# Data Analysis

Reports of polls in the media describe behavior or opinion, reporting information like the proportion of people who favor some proposal or who feel a certain way about an issue. These reports deal with "what" questions of social science research — what does the American public think about abortion? The survey research described on this website is more concerned with "why" questions — why did some people vote for Barack Obama in 2012 while others voted for Mitt Romney? To answer "why" questions we need to examine relationships between variables.

## Variables

A variable is an element that varies, meaning that it can take different values. Individual characteristics, such as age, income, or education, are variables because different people have different values or scores on these characteristics. We can first distinguish between categorical and interval-level data. Interval-level variables are continuous, meaning that each value of the variable is one equal increment larger than the previous and one smaller than the next value. Age, if measured in years, is a good example — each increment is one year. Typically with interval or continuous variables, there is a relatively large number of values. Categorical variables have a limited number of values. Gender is an example of a categorical variable. All of the variables included in this instructional package dataset are categorical. Variables that could have been measured as interval-level variables, such as age or income, have instead been made into categorical variables by creating categories that define specific ranges for the variables (e.g., for age, the categories are 18-24 years, 25-34 years, and so on).

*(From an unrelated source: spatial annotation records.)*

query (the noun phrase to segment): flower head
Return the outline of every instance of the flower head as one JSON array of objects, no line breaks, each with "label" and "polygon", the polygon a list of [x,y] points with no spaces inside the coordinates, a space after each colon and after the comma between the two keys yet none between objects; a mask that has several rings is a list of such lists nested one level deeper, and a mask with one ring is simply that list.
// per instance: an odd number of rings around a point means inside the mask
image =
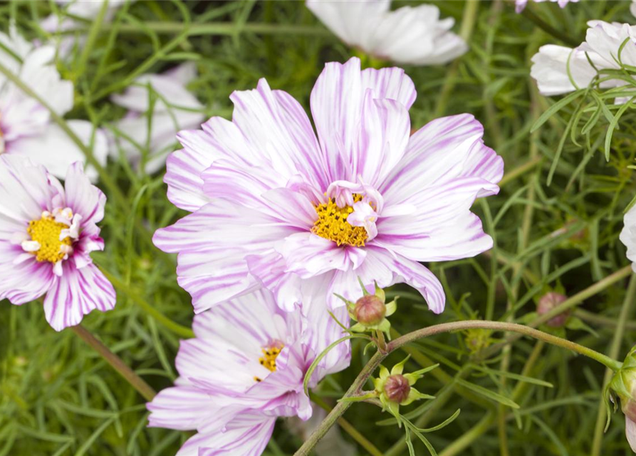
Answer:
[{"label": "flower head", "polygon": [[[59,115],[73,108],[73,83],[61,78],[50,45],[35,47],[16,29],[9,35],[0,32],[0,63]],[[6,50],[11,49],[13,54]],[[68,127],[88,145],[93,138],[93,153],[100,163],[106,160],[106,138],[85,120],[68,120]],[[49,172],[62,178],[68,166],[83,161],[84,154],[58,125],[53,123],[47,108],[31,98],[4,75],[0,75],[0,155],[26,157],[43,165]],[[97,172],[89,168],[92,179]]]},{"label": "flower head", "polygon": [[470,212],[495,195],[503,162],[468,115],[434,120],[410,135],[412,81],[400,68],[360,71],[358,58],[328,63],[311,93],[318,138],[291,96],[234,92],[232,121],[212,118],[179,132],[168,158],[168,197],[193,211],[158,230],[179,253],[179,284],[195,312],[264,286],[292,310],[308,289],[335,309],[406,282],[429,307],[443,289],[419,261],[472,256],[492,246]]},{"label": "flower head", "polygon": [[390,11],[390,0],[307,0],[307,7],[348,45],[380,60],[413,65],[446,63],[468,50],[440,20],[434,5]]},{"label": "flower head", "polygon": [[[625,65],[636,65],[636,26],[603,21],[590,21],[588,25],[585,41],[578,47],[548,44],[541,46],[532,58],[530,74],[542,94],[561,95],[585,88],[598,74],[597,70],[620,69],[619,49],[625,40],[627,43],[620,52],[620,61]],[[604,79],[600,83],[601,88],[627,84],[622,79]],[[617,98],[616,103],[627,99]]]},{"label": "flower head", "polygon": [[104,248],[95,224],[106,197],[82,165],[69,167],[63,187],[43,167],[2,155],[0,182],[0,299],[22,304],[46,294],[56,331],[112,309],[115,290],[90,256]]},{"label": "flower head", "polygon": [[[339,312],[339,319],[346,317]],[[193,329],[196,338],[182,341],[177,356],[175,386],[148,404],[150,426],[198,431],[179,455],[261,454],[276,417],[308,419],[305,374],[342,332],[324,303],[286,312],[264,290],[197,315]],[[349,358],[348,343],[337,346],[310,385],[347,367]]]},{"label": "flower head", "polygon": [[[144,161],[146,172],[163,167],[177,132],[196,128],[204,120],[203,105],[185,88],[196,76],[194,63],[183,63],[162,74],[141,76],[124,93],[111,97],[128,113],[110,135],[110,152],[121,150],[135,167]],[[144,157],[140,149],[146,144],[152,155]]]}]

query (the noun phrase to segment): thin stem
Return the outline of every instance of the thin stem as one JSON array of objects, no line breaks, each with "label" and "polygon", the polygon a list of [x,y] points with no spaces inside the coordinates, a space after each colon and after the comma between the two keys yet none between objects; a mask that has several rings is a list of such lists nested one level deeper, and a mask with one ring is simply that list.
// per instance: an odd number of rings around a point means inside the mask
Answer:
[{"label": "thin stem", "polygon": [[122,202],[121,206],[125,208],[125,209],[127,209],[128,205],[125,204],[126,201],[125,197],[124,197],[123,193],[122,193],[121,190],[119,189],[119,187],[117,185],[115,182],[113,180],[108,173],[106,172],[106,170],[104,167],[100,165],[100,163],[95,158],[95,156],[93,155],[93,151],[86,147],[85,145],[82,142],[82,140],[79,138],[79,137],[75,134],[75,132],[73,131],[71,128],[68,126],[68,124],[66,123],[66,121],[58,114],[53,108],[40,95],[33,92],[30,87],[28,87],[26,84],[25,84],[22,81],[13,73],[11,73],[9,68],[6,66],[0,63],[0,73],[6,76],[6,78],[11,81],[14,84],[16,85],[21,90],[24,92],[29,97],[37,101],[39,104],[42,105],[49,113],[51,118],[57,123],[60,128],[61,128],[65,133],[71,138],[73,142],[78,146],[80,150],[84,154],[84,156],[86,157],[86,160],[94,167],[98,173],[100,175],[100,179],[101,179],[102,182],[104,185],[108,187],[108,190],[113,194],[115,197],[120,202]]},{"label": "thin stem", "polygon": [[557,30],[549,24],[543,21],[541,18],[535,14],[530,8],[526,8],[521,13],[521,15],[526,19],[532,21],[535,24],[535,25],[536,25],[543,31],[547,32],[548,33],[552,35],[558,39],[560,39],[563,43],[566,43],[567,44],[575,47],[580,44],[580,41],[577,41],[575,39]]},{"label": "thin stem", "polygon": [[[418,329],[412,333],[409,333],[405,336],[402,336],[392,342],[387,344],[387,353],[382,353],[377,351],[371,358],[368,363],[363,368],[363,370],[358,374],[358,377],[349,387],[349,389],[343,396],[343,399],[359,396],[362,393],[362,387],[367,382],[371,374],[375,370],[382,361],[390,353],[402,346],[415,342],[425,337],[430,337],[435,334],[441,334],[442,333],[448,333],[455,331],[461,331],[464,329],[471,329],[474,328],[481,329],[491,329],[493,331],[504,331],[519,333],[521,334],[528,336],[534,338],[547,342],[552,345],[572,350],[581,355],[584,355],[592,359],[598,361],[604,366],[610,368],[613,370],[618,370],[622,366],[622,363],[616,360],[612,359],[609,356],[606,356],[598,351],[584,347],[575,342],[571,342],[566,339],[548,334],[543,331],[519,325],[514,323],[505,323],[501,321],[485,321],[483,320],[466,320],[465,321],[454,321],[452,323],[443,323],[439,325],[429,326]],[[303,445],[294,453],[295,456],[308,456],[312,449],[320,441],[320,440],[327,433],[327,431],[335,424],[338,419],[347,411],[353,403],[348,400],[340,400],[338,405],[331,410],[327,417],[323,420],[320,425],[312,432],[309,438],[303,444]],[[494,417],[494,415],[493,415]]]},{"label": "thin stem", "polygon": [[137,292],[131,289],[123,281],[115,277],[108,271],[104,270],[103,268],[100,268],[100,271],[102,271],[102,273],[106,276],[106,279],[108,279],[108,281],[111,284],[113,284],[113,285],[115,288],[123,292],[124,294],[128,296],[132,301],[136,302],[142,309],[144,309],[144,311],[147,314],[157,320],[157,323],[162,325],[163,326],[165,326],[167,329],[170,329],[175,334],[181,336],[182,337],[185,337],[187,338],[194,337],[194,331],[192,331],[192,329],[183,326],[178,323],[174,323],[174,321],[170,320],[165,315],[155,309],[155,307],[147,302]]},{"label": "thin stem", "polygon": [[71,326],[71,329],[75,334],[84,341],[86,343],[95,348],[102,358],[108,363],[113,368],[117,370],[121,376],[126,379],[131,386],[132,386],[137,392],[144,397],[146,400],[152,400],[157,393],[152,388],[148,385],[145,380],[137,375],[132,370],[129,368],[121,360],[121,358],[113,353],[108,347],[100,342],[90,332],[80,325]]},{"label": "thin stem", "polygon": [[[622,337],[625,335],[625,323],[629,320],[630,314],[634,308],[635,294],[636,294],[636,274],[632,274],[632,278],[630,280],[630,285],[627,287],[627,292],[622,301],[620,315],[618,317],[618,325],[614,333],[614,338],[612,340],[612,346],[610,347],[609,356],[611,358],[616,358],[620,352],[620,346],[623,341]],[[612,370],[608,369],[607,372],[605,372],[605,377],[603,382],[604,385],[607,385],[612,379]],[[594,440],[592,443],[591,456],[599,456],[600,455],[605,424],[605,408],[603,404],[603,399],[601,398],[600,401],[598,403],[598,413],[596,415],[596,425],[594,428]]]},{"label": "thin stem", "polygon": [[[323,410],[329,413],[332,409],[324,400],[314,394],[310,394],[312,402],[316,405],[322,408]],[[350,423],[344,418],[338,418],[338,425],[340,428],[351,436],[354,440],[358,442],[360,445],[369,452],[372,456],[383,456],[382,452],[378,450],[375,445],[371,443],[364,435],[363,435]]]}]

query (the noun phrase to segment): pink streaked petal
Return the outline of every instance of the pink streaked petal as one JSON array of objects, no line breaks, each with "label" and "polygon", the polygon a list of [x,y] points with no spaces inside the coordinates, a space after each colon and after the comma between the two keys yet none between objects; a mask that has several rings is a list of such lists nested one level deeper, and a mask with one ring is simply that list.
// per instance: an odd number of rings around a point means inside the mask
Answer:
[{"label": "pink streaked petal", "polygon": [[286,272],[287,264],[279,253],[248,255],[245,257],[251,275],[257,277],[263,286],[273,294],[278,306],[292,312],[302,301],[302,279],[297,274]]},{"label": "pink streaked petal", "polygon": [[404,155],[411,130],[409,113],[395,100],[374,98],[367,89],[355,152],[355,176],[372,185],[381,183]]},{"label": "pink streaked petal", "polygon": [[92,185],[84,173],[81,162],[71,165],[64,181],[66,205],[82,216],[82,226],[94,224],[104,218],[106,195]]},{"label": "pink streaked petal", "polygon": [[203,192],[201,173],[212,165],[212,154],[204,148],[175,150],[166,160],[163,181],[168,186],[168,200],[173,204],[193,212],[205,205],[209,199]]},{"label": "pink streaked petal", "polygon": [[[422,127],[411,136],[404,157],[378,187],[386,204],[408,202],[428,187],[458,177],[498,182],[504,162],[484,145],[483,134],[481,124],[468,114],[442,118]],[[480,191],[479,196],[491,195],[494,188]]]},{"label": "pink streaked petal", "polygon": [[256,412],[241,414],[224,432],[191,437],[176,456],[261,456],[276,424],[276,418]]},{"label": "pink streaked petal", "polygon": [[281,253],[287,262],[287,272],[303,279],[318,276],[333,269],[345,271],[359,264],[365,256],[362,249],[338,247],[335,242],[311,232],[293,234],[285,239]]},{"label": "pink streaked petal", "polygon": [[93,310],[113,309],[115,302],[113,285],[97,267],[91,264],[76,269],[65,261],[62,276],[44,299],[44,315],[53,329],[61,331],[79,324]]},{"label": "pink streaked petal", "polygon": [[302,107],[292,97],[270,89],[261,79],[255,90],[236,91],[232,122],[261,154],[260,162],[282,175],[303,174],[312,184],[323,187],[327,179],[318,142]]},{"label": "pink streaked petal", "polygon": [[14,263],[19,250],[0,242],[0,301],[9,299],[19,305],[42,296],[56,279],[51,263],[38,262],[32,255],[31,259]]},{"label": "pink streaked petal", "polygon": [[0,156],[0,230],[26,229],[28,222],[40,219],[42,211],[53,209],[51,200],[58,187],[49,180],[57,181],[43,167],[24,157]]},{"label": "pink streaked petal", "polygon": [[160,391],[146,408],[148,426],[179,430],[197,429],[207,415],[221,410],[204,391],[192,386],[175,386]]}]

Variables can be measured on a number of different types of scales. Categorical variables can be measured either on nominal or ordinal scales. Nominal scales are the simplest — the categories are unordered. A good example is region (R19 in the dataset). This variable is coded in the following manner:

1. Northeast
2. Midwest
3. South
4. West

This coding of region could, of course, be changed. For example, the South could be coded "1," Northeast as "2," etc., without disturbing the underlying meaning of the variable.

Ordinal-level scales have an underlying order — a scale that ranges from "strongly favor" to "strongly oppose" is a good example. Consider the dataset question on privatization of Social Security (J13). This is an ordinal-level variable coded in the following manner:

1. Strongly favor
2. Favor
3. Neither favor nor oppose
4. Oppose
5. Strongly oppose
6. NA

You can see that there is an order to the values here — they range from strong support to strong opposition. Changing the ordering of the values for this variable would change the underlying meaning of the variable.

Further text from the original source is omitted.